During 2023, five bank trustees acted for 86% of over $338 billion in new U.S. ABS. The Applicant acted for 15.9% of all new U.S. ABS in 2023.13 By contrast, it has
been stated that in 1990, the top five bank trustees acted for 35% of the approximately $46 billion of publicly-offered new ABS.14
12 Exclusion from the Definition of Investment Company for Certain Structured Financings, 57 Fed. Reg.
23,980, 23,988 (June 5, 1992).
13 Data is available from Asset-Backed Alert at https://www.greenstreet.com/
after login under Data and Analytics/ Rankings/2023 Trustees – US ABS and MBS. The data include public and private/Rule 144A ABS transactions (including certain mortgage-backed securities transactions) that are placed primarily in the United
States. They exclude collateralized debt obligations and transactions completed through commercial paper conduits, as well as the derivative portions of synthetic issues.
14 See, e.g.,
applications submitted for the Wells Order, the MUFG Order and the U.S. Bank Order, as defined below in footnote 23. According to those applications, the data originally was provided by Asset-Backed Alert, although it is no longer available from
that source. According to those applications, the 1990 data included only public transactions, but since private transactions were an insignificant part of the market in 1990, we believe that the 1990 and 2023 data are comparable.

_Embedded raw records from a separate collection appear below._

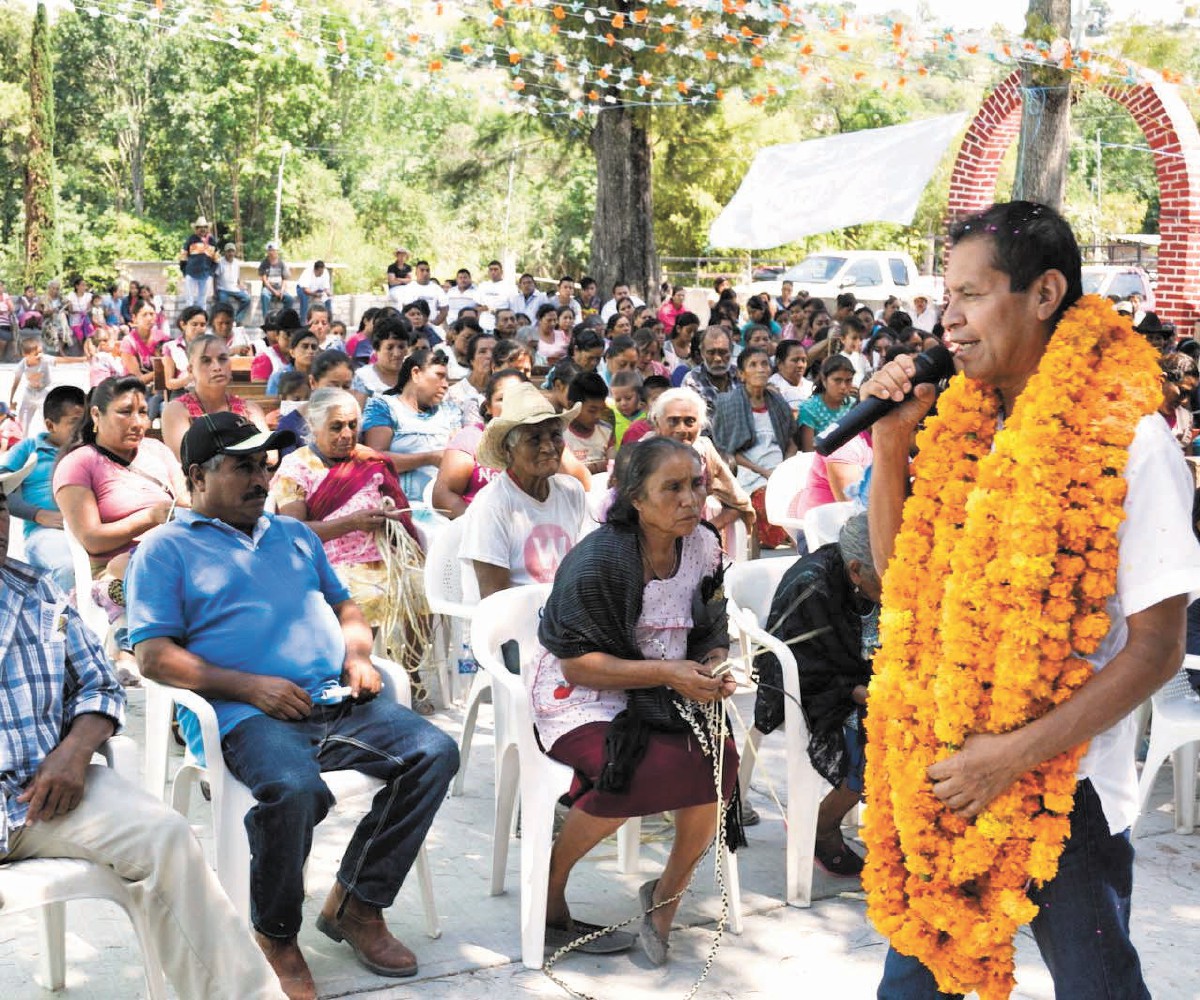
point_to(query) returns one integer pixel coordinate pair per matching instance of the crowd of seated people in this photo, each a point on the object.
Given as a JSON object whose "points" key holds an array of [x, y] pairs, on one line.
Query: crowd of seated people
{"points": [[689, 419]]}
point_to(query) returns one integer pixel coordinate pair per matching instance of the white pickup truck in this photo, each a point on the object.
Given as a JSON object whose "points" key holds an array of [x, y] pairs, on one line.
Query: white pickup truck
{"points": [[871, 275]]}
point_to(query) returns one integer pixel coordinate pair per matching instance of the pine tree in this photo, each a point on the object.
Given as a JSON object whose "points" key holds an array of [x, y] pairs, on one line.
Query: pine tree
{"points": [[42, 258]]}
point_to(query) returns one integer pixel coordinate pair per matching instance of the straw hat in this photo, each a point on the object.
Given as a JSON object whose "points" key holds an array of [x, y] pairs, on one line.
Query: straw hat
{"points": [[523, 405]]}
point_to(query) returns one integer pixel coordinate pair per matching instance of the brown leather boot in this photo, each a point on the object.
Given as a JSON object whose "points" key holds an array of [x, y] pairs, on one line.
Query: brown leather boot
{"points": [[363, 928], [288, 963]]}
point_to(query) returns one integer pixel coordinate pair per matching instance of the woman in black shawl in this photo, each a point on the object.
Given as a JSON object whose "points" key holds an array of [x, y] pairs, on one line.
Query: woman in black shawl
{"points": [[827, 605], [630, 635]]}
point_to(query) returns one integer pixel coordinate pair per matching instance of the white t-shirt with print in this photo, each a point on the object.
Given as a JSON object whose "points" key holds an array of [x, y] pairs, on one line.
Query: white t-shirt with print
{"points": [[504, 526]]}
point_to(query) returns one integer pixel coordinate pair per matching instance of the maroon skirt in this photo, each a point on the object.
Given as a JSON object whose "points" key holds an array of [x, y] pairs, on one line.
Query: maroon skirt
{"points": [[673, 774]]}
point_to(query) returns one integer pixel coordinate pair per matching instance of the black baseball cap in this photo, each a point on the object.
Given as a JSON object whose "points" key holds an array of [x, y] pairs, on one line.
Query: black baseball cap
{"points": [[227, 433]]}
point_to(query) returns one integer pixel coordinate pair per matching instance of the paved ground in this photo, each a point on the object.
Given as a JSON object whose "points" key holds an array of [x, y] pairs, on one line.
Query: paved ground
{"points": [[828, 950]]}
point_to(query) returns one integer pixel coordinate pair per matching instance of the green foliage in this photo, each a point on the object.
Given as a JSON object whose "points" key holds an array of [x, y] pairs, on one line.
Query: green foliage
{"points": [[42, 258], [155, 127]]}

(b) Economic and other business factors have also contributed to the trend toward fewer banks offering corporate trust services. The income realized from these services has been reduced due to competitive pricing pressures and the
loss that the growth in book-entry securities caused in transactional fees and traditional float income associated with payments to investors. Expenses of providing the services have risen sharply because of increased technological and personnel
costs, particularly in providing analytical services for increasingly complex structured finance arrangements.
(c) The changes described above have been accompanied by the expansion of banks into investment banking. This expansion is due to changes in the securities underwriting business, including the enactment of the Gramm-Leach-Bliley
Act (“GLBA”)15 in 1999 and the progressive removal of legal barriers to affiliations among banks and securities firms, insurance companies, and other financial
service providers. Banks and bank affiliates are now significant participants in securities underwriting, particularly for ABS Transactions. For example, the Applicant has underwriting affiliates. Also, many ABS offerings are broadly syndicated
through multiple underwriters, which increases the likelihood of an affiliation between an ABS underwriter and trustee, including the Applicant.
|
2. |
Timing and Nature of the Roles of the Trustee and the Underwriter
|
Due to the structure of an ABS Transaction and the trustee’s narrowly-defined role, an ABS trustee does not monitor the distribution of
securities or any other activity which underwriters perform. Because of its narrowly-defined role, a trustee’s opportunity, by reason of an affiliation with an underwriter or otherwise, to take actions that might benefit itself or the underwriter
to the detriment of investors is not apparent. The trustee’s role is narrowly defined, and the trustee is neither expected nor required to exercise discretion or judgment except after an event of default in the ABS transaction, which is rare and,
in any event, would take place, if at all, after the underwriter has terminated its role in the transaction. Any such post-default discretion or judgment is very limited as described more fully below. Exemptive relief is therefore appropriate and
consistent with the protection of investors because an ABS trustee’s affiliation with an underwriter for the Issuer would not result in a conflict or in the possibility of overreaching that could harm investors.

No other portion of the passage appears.